I’m writing in the evening of Palm Sunday. This morning in church we carried palm branches down the High Street, singing the praises of Jesus as we welcomed him to Wednesfield just as he was welcomed to Jerusalem. Then we stood (apart from two who fainted) for the reading of the Passion from Luke.
So these events are all high in my mind at the moment. And I’ve just been struck by Mark’s phrase in 14:33 – ‘Jesus began to be distressed and agitated.’ This isn’t something we’ve seen before. Jesus seems always to be collected and self-controlled. Not always calm, but I find it hard to think of him being ‘agitated’. But this is a human decision which he takes like any other person would. Knowing that he could run, disappear, he still chooses to do what is right, to complete his calling even against his own wishes. The coming hours will be terrible, and his wish that there were another way to achieve our salvation is real and compelling.

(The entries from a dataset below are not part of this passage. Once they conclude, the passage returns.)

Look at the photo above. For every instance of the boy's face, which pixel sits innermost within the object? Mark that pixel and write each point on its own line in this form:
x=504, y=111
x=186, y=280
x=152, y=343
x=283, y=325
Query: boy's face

That’s why there’s one line I really dislike in one of my favourite hymns, ‘My song is love unknown’, which we sang this morning. The line is this,
Yet cheerful he to suffering goes, that he his foes from thence might free.
There is nothing cheerful in Jesus’ choice to go through with his suffering. Willing, loving, faithful – any of these words would do. Not cheerful. His distress and agitation are real: the Cross is real, and it will be enough to daunt any sane person, however holy and courageous.
Yet Jesus will go through with it, not cheerfully but willing and loving – for you and for me. That’s why this week is Holy.